神戸商工会議所、緊急事業「換気シミュレーション」の結果公開 旅館など5施設

 神戸商工会議所は、新型コロナウイルスに関する緊急事業として実施していた「神戸換気シミュレーション・プロジェクト」の結果を公開した。これまで中小規模の施設などでは、あまり実施してこなかった室内の気流のシミュレーションを通じて、感染防止に関する安全性などが確認できるかを検証する試みだ。シミュレーションした結果の動画を特設ホームページに掲載している。

 公開したのは、神戸商工会議所の「神商ホール」「特別会議室A」、有馬温泉の旅館である有馬山叢御所別墅(神戸市北区)の「ロビー&レストラン」、兵庫県立西播磨文化会館(たつの市)の「講堂」「体育館」の3カ所5施設分だ。いずれもコンピューターの中に施設の立体モデルを構築し、換気口や窓の配置などから空気の流れを推定した。

 シミュレーションには、建築の専門家として国士館大学の南泰裕教授、気流の専門家として芝浦工業大学の西村直也教授の協力を得た。対象の各施設とも、空気の流れに加え、施設内の空気中に微粒子が撒き散らされた場合にどういった動きになるかなども推定。「窓を開けるとどれだけ換気がよくなるのかも、改めて目で見るとよく分かるし、今後は何らかの形で新たなビジネスにつながれば」(神商の産業部)。
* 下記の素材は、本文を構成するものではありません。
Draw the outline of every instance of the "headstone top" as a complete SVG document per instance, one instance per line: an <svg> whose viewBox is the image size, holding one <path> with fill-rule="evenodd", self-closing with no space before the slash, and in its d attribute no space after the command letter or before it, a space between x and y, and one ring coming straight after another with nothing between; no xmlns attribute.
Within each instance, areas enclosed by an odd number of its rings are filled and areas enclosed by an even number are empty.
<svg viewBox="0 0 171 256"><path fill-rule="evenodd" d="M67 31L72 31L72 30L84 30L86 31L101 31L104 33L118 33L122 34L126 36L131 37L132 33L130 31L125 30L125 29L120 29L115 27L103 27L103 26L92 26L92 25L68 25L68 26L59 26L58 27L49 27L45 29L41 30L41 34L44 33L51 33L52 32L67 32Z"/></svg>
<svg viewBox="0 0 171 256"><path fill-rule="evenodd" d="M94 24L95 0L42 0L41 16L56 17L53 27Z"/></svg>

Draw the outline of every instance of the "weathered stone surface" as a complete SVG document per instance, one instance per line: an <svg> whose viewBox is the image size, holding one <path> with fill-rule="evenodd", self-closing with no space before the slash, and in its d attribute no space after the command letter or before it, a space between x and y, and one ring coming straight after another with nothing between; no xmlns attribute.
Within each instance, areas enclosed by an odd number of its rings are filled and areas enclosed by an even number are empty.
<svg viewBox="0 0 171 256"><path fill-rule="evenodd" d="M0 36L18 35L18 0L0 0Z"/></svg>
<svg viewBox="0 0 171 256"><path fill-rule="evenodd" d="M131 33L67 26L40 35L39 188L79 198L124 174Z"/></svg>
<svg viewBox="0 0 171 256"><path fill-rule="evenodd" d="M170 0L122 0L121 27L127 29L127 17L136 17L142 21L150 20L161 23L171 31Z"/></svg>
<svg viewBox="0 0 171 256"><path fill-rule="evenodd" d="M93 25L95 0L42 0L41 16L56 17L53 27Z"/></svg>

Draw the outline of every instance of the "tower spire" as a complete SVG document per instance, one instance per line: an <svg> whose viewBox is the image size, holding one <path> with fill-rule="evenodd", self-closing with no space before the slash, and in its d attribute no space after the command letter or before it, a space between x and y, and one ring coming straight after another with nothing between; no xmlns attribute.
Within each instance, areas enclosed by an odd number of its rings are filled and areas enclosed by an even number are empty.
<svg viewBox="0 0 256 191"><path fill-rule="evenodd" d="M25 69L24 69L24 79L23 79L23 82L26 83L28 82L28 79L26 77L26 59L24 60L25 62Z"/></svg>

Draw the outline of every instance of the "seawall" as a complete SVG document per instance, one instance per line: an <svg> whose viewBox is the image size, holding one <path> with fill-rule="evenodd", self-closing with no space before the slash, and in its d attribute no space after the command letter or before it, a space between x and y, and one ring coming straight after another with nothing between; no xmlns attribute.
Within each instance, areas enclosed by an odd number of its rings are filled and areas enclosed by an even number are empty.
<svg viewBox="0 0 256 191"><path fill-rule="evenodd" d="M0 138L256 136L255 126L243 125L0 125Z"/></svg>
 ただ課題として浮き上がったのは、費用が意外に大きくなりそうなこと。建物の立体モデル構築には、多くの時間と労力が必要になる。古い建物で設計図が残っていなかったり、設計図があっても最新の状態でなかったりすると、さらに現状調査に時間がかかる。今回のシミュレーションでも立体モデルの作成に、両教授の研究室に所属する学生を投入。一連の作業の中で最も多くの時間がかかったという。